The letters have been flying back and forth the past couple of weeks after the City of Port Angeles learned that Department of Ecology was considering posting signs warning trail users about possible toxins from the mill site. The trail doesn’t actually go through the mill itself, where operations were closed down in 1997, but goes along the southern edge of the property. There has been no specific evidence of a high concentration of toxins along the trail itself.

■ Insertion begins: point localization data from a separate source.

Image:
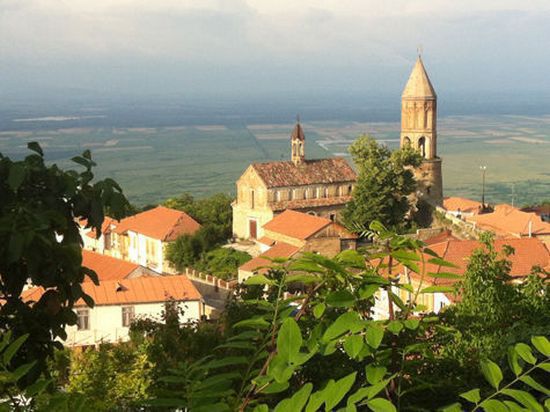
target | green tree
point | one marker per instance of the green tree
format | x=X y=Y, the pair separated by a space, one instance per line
x=40 y=206
x=384 y=181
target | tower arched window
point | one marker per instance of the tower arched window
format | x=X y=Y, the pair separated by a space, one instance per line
x=422 y=146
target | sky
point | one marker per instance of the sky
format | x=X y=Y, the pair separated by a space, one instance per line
x=276 y=47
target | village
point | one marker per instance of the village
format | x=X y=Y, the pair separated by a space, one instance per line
x=283 y=210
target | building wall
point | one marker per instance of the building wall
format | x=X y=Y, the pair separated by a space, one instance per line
x=105 y=322
x=251 y=204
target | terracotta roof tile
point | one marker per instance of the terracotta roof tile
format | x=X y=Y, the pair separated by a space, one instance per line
x=308 y=203
x=280 y=250
x=159 y=223
x=297 y=225
x=454 y=204
x=281 y=174
x=107 y=267
x=145 y=289
x=509 y=220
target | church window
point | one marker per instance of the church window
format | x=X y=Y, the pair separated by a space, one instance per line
x=422 y=146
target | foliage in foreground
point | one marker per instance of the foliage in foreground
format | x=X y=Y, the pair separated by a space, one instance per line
x=384 y=182
x=40 y=242
x=320 y=348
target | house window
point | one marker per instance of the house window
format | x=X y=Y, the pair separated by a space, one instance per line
x=128 y=315
x=83 y=319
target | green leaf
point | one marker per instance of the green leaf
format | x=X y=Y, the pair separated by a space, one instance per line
x=318 y=310
x=258 y=280
x=513 y=361
x=334 y=393
x=438 y=289
x=525 y=398
x=375 y=373
x=340 y=299
x=227 y=361
x=444 y=275
x=411 y=324
x=289 y=339
x=381 y=405
x=395 y=327
x=275 y=387
x=367 y=291
x=374 y=335
x=528 y=380
x=541 y=344
x=297 y=402
x=525 y=352
x=16 y=176
x=492 y=405
x=13 y=347
x=348 y=321
x=35 y=147
x=492 y=373
x=258 y=322
x=471 y=396
x=353 y=345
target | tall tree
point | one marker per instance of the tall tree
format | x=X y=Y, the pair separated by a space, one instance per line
x=40 y=206
x=385 y=180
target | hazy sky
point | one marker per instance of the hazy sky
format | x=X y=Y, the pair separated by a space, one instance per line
x=278 y=46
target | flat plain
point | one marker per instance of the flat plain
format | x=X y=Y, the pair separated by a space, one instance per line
x=155 y=163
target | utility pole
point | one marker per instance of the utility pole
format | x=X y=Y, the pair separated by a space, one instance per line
x=483 y=169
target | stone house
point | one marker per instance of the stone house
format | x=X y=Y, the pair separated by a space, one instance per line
x=119 y=302
x=142 y=238
x=319 y=187
x=291 y=233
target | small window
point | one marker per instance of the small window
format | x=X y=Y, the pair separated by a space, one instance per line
x=128 y=315
x=83 y=319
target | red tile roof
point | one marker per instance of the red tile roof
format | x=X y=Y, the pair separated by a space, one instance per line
x=107 y=267
x=298 y=204
x=297 y=225
x=507 y=220
x=145 y=289
x=281 y=174
x=454 y=204
x=159 y=223
x=280 y=250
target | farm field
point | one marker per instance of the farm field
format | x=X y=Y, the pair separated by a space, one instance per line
x=154 y=163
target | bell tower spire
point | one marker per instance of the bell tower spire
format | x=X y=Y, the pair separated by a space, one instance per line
x=297 y=143
x=419 y=130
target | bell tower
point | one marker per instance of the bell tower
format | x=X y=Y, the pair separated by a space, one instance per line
x=297 y=144
x=419 y=130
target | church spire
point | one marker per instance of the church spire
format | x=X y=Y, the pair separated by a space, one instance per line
x=419 y=85
x=297 y=143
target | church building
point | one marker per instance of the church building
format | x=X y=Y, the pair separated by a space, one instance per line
x=320 y=187
x=419 y=129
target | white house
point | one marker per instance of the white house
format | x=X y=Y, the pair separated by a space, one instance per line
x=119 y=302
x=141 y=238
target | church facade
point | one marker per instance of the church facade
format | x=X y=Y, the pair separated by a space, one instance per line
x=419 y=130
x=320 y=187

But members of the Olympic Environmental Council want strongly-worded signs telling walkers and bike riders they could be at risk and should take precautions, like washing their hands and avoiding contact with soils.

The PA Regional Chamber of Commerce has joined the city in suggesting signs that are more general in nature, without the dire warnings.

But the PABA is more adamant about there being no signs at all. In a letter being sent to DOE Director Jay Manning, the business group says it is against any action that might cause Rayonier to withdraw its easement allowing the trail to cross Rayonier land.

PABA says that section of the trail is no more hazardous that any other section of the trail, which runs from Ediz Hook through the heart of the city’s industrial area and downtown before becoming the Olympic Discovery Trail east of Port Angeles. The group says if the state can show the Rayonier is more hazardous than it would “insist” the trail be closed to the public.

PABA also points out that the Department of Health gave the trail clearance in a 2002 letter to the Olympic Environmental Council and that nothing has changed since then to create more of an environmental hazard.